Review: The Band’s Visit Broadway Preview

Dina and Tewfiq in The Band’s Visit, Production Photo by Matthew Murphy.

Have you ever walked out of a show or restaurant with ordinary satisfaction, yet have the sense memories linger? Some experiences are quietly powerful in that way, and The Band’s Visit is one of them.

Based on a 2007 Israeli film with the same name. The Band’s Visit is devoid of the glitz and glamour I usually associate with Broadway musicals. This is a modern musical. More of a play with singing than your traditional song & dance numbers. If I were asked to describe the show in 2 words, I would say Sensual and Kind. Strange description for a show, I know, I promise to elaborate. But first, let me tell you how I came to see the show.

I saw The Band’s Visit during its Broadway Preview as a spur of the moment decision. It was during a extended stopover in NYC, and the main goal of the stopover is to see Ben Platt in Dear Evan Hansen before he finishes his run. I had less than 48 hours in NYC and the focus was musicals. After the emotional Dear Evan Hansen the previous evening and a disappointed Phantom of the Opera matinee earlier that day, I wanted to see something new and different to end my time in NYC. I decided on The Band’s Visit because I’ve read some positive things but knew very little about the show.

The Ethel Barrymore Theater was a smaller theater. My seats were excellent, 5th row right side orchestra. It’s close enough to observe the subtleties of facial expressions and far enough that details like microphone placement or visible heavy makeup will not bother me.

Now on to the Actual Review, this part will contain some minor spoilers. But I would argue that it shouldn’t affect your enjoyment of this show because the beauty of this production lies not in its clever plot line, but in your reaction.

The story is about an Egyptian Police Band that end up stranded in a small Israeli desert village overnight. With no bus or hotel, the members turn to locals for help. Now, pause here for a minute. Think of how you expect the story to unfold. The brilliant part of the story is that it doesn’t follow the stereotypical plot. There’s very little drama but the seemingly ordinary mundane proceedings are laden with big emotional realizations. It is very much a show where nothing is happening yet everything is happening.

To Me, The Band’s Visit is sensual and kind.

Tewfig and Dina in The Band’s Visit, Production Photo by Matthew Murphy.

First up, Sensual. The sensuality of the show mainly came in the form of lead Actress Katrina Lenk as Dina, owner of the local Cafe. From the minute she stepped onto the stage, her presence exuded sensuality. From her posture, the angle of her hip, to the quirk of her lips, Dina’s presence was a stark contrast to her seemingly mundane environment. Her voice is wistful and sultry in THE song of the show – Omar Sharif. It is a beautiful wistful ballad as Dina remembers the Egyptian music and movies in her childhood, the fascination with their exotic beauty. It evokes my own memories of songs describing mythical stories and how they took me somewhere strange and wonderful far far away.

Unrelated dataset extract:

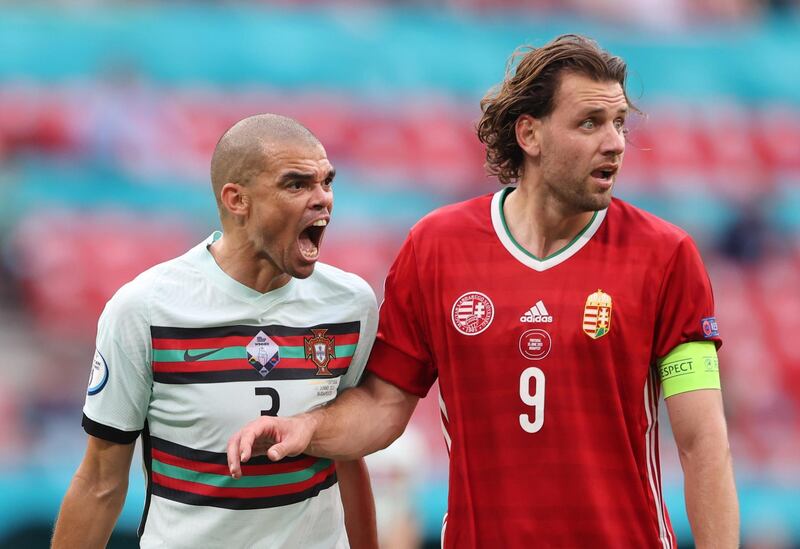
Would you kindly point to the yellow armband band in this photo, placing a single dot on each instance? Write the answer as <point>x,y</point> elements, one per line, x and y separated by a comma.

Next, Kind. This is the quality that stood out to me the most in this show. There is a profound kindness permeating the whole show. It is incredibly difficult to describe in words. Think of a series of independent choices, then have every decision maker choose the gentler kinder option. There’s no big gestures, just ordinary human kindness. It is a reminder that as humans, we are united in grief and loss, love and compassion. Unfortunately you’ll have to watch The Band’s Visit to understand what I inadequately tried to convey.

Now, the other awesome things about this show. The members of the band are also the musicians for the show. They are absolutely brilliant, and add an organic energy to the whole set. I cannot stress enough the absolute genius way the music is integrated. There is inherent humor in the premise of the plot which was used effectively without being over the top. Papi Hears the Ocean is my second favorite song, it describes the local boy Papi’s inability to talk to girls with wildly entertaining singing. The set is simple but effective, the rotating center stage used to represent different time and location.

Papi andHaled in The Band’s Visit, Production Photo by Matthew Murphy.

The best part of this show is also its drawback. As I mentioned at the beginning, this experience is Quietly powerful. There’s no big dramatic climax or resolution. It doesn’t give you a satisfying ending with all plots wrapped up. It doesn’t take you on a emotional roller coaster. I didn’t walk away wowed and shaking with excitement. In fact I heard my sentiment echoed by other audience members at the end of the night. But my mind kept coming back to specific moments and re-living them. That is a rare delight. In fact, I listened to Omar Sharif on Youtube while writing this post.

Other miscellaneous observations: there was no Intermission. I have never been to a Broadway preview before, so I’m not sure if The Band’s Visit just didn’t have a intermission or if that’s the way the previews are.

Ultimately I say go see The Band’s Visit. Expect something different. I can’t promise you’ll be wowed, but I hope just like I was, you’ll be moved.

 

Disclaimer: I have paid for everything with my own money, and all opinions expressed are my own honest thoughts.